Sta Rosa, Philippines is frequently visited with heavy rains that cause flash floods and severe flooding in the area and nearby cities. The city sits on the edge of the Laguna Lake, the largest lake in the Philippines and located just east of its capital city – Manila.
Professor Damasa Macandong of the University of the Philippines Institute of Biological Sciences says that climate change is causing stronger typhoons and rains to hit the Philippines. Heavy rains cause flashflood and severe flooding resulting in devastation to property and public infrastructure and loss of life, especially those living in informal settlements along the riverbanks.
The video, “Overcoming Floods in the Philippines: A story of climate change adaptation and mitigation” presents that the rapid urbanisation and industrialisation contributed to the flooding problem.
Agricultural lands have been paved with impermeable materials to accommodate factories, commercial buildings, and housing projects, and public infrastructures like roads, the video-documentary mentions.
Japan’s Institute for Global Environmental Strategies (IGES) partnered with the University of the Philippines (UP) Los Baños to help Sta Rosa and neighbouring towns to help adapt to increasing threats of flooding.

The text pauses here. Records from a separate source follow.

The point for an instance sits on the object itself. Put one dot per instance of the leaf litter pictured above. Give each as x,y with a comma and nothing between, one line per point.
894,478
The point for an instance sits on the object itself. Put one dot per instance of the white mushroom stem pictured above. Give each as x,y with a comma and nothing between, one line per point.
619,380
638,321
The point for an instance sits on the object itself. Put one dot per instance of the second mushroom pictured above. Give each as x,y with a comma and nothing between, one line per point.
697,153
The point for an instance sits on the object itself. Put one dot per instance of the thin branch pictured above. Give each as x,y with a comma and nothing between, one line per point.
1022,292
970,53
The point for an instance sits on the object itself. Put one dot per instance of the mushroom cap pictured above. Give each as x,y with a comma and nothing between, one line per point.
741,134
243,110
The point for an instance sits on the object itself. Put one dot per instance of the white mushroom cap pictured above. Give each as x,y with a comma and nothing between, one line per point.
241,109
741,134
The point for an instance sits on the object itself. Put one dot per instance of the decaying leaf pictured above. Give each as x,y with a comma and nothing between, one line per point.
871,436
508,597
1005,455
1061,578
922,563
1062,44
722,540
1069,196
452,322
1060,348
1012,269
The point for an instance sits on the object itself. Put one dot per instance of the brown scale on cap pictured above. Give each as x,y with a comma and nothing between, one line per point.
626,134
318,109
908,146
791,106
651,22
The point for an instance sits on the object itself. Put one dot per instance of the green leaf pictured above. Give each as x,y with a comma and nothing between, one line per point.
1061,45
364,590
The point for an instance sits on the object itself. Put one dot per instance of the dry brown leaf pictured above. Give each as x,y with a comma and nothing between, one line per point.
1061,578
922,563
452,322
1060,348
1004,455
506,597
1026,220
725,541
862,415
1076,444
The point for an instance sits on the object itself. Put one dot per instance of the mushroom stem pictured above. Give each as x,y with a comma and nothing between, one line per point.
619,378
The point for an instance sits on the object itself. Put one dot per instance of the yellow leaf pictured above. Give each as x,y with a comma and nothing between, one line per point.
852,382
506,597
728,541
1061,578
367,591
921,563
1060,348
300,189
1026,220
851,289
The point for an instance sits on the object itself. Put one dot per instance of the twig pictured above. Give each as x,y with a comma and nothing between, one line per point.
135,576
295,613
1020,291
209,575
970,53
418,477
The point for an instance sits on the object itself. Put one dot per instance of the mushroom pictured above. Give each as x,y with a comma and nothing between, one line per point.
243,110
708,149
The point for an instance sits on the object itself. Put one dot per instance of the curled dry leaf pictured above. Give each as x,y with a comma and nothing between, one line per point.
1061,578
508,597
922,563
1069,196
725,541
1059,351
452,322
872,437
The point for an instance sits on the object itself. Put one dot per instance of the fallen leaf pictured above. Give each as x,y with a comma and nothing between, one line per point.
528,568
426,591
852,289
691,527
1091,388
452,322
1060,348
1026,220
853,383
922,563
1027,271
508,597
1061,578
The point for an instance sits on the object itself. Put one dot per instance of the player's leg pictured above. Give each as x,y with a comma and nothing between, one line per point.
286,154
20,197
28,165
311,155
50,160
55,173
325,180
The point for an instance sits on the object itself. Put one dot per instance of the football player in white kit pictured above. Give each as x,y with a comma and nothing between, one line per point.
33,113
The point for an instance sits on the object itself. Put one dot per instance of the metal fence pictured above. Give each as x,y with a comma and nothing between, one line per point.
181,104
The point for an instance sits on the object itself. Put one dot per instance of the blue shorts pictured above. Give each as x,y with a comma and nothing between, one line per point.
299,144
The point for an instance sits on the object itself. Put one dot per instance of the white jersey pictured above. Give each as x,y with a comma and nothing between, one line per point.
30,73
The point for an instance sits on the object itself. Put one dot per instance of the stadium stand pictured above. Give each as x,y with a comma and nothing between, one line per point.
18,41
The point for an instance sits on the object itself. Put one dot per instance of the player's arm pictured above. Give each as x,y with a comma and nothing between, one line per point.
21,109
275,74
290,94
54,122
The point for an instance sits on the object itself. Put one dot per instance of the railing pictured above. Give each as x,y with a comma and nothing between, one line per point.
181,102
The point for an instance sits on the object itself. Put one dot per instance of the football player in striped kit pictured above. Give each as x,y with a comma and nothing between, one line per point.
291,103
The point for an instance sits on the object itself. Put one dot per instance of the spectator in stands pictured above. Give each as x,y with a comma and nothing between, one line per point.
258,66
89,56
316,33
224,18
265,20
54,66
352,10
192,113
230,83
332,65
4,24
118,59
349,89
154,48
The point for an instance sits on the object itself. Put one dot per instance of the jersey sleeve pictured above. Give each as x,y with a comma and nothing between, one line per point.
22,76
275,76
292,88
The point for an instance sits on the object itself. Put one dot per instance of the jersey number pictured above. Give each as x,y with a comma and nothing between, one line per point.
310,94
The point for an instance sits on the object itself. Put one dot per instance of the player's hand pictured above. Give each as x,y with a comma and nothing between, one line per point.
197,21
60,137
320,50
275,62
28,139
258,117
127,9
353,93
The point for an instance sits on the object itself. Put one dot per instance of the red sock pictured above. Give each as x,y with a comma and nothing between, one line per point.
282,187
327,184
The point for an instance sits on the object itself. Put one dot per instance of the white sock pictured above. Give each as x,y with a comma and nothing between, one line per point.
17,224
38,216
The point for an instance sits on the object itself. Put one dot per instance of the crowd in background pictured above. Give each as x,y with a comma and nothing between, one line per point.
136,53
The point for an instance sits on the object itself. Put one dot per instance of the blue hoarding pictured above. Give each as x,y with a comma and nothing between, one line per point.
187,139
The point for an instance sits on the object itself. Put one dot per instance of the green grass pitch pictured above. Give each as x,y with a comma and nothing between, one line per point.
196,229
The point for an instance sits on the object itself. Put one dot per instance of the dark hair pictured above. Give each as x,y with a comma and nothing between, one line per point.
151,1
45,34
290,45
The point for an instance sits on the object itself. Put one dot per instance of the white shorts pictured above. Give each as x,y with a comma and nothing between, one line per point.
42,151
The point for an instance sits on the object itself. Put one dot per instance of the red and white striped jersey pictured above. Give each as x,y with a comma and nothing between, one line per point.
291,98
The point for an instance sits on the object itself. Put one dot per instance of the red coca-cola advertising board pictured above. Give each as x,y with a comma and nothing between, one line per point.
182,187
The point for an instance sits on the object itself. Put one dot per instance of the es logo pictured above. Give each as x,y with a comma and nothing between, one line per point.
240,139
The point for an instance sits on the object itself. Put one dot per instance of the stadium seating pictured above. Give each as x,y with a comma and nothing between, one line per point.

The partnership between the two institutions has led to the Participatory Watershed Land Use Management Project.
Through this partnership, the teams were able to combine their expertise to create a flood hazard maps of the Sta Rosa watershed. The IGES brought their expertise on Geographic information system (GIS) and remote sensing techniques and the University of the Philippines their proficiency in hydrological modelling.
According to Mr. Endo, these hazard maps will help cities understand the present and future threats of flooding.
These hazards maps were able to simulate the condition of the watershed in 2025. Simulations show that massive flooding will affect the four cities comprising the watershed.
This information allowed local officials to work together and come up with an integrated approach to address flooding and implement adaptation strategies.
Prof. Macandong hopes that Santa Rosa’s integrated watershed management will become a model to other sub-watershed in the country. And land-use management of local governments will allow the sustainability and maintenance of the watershed’s ecology.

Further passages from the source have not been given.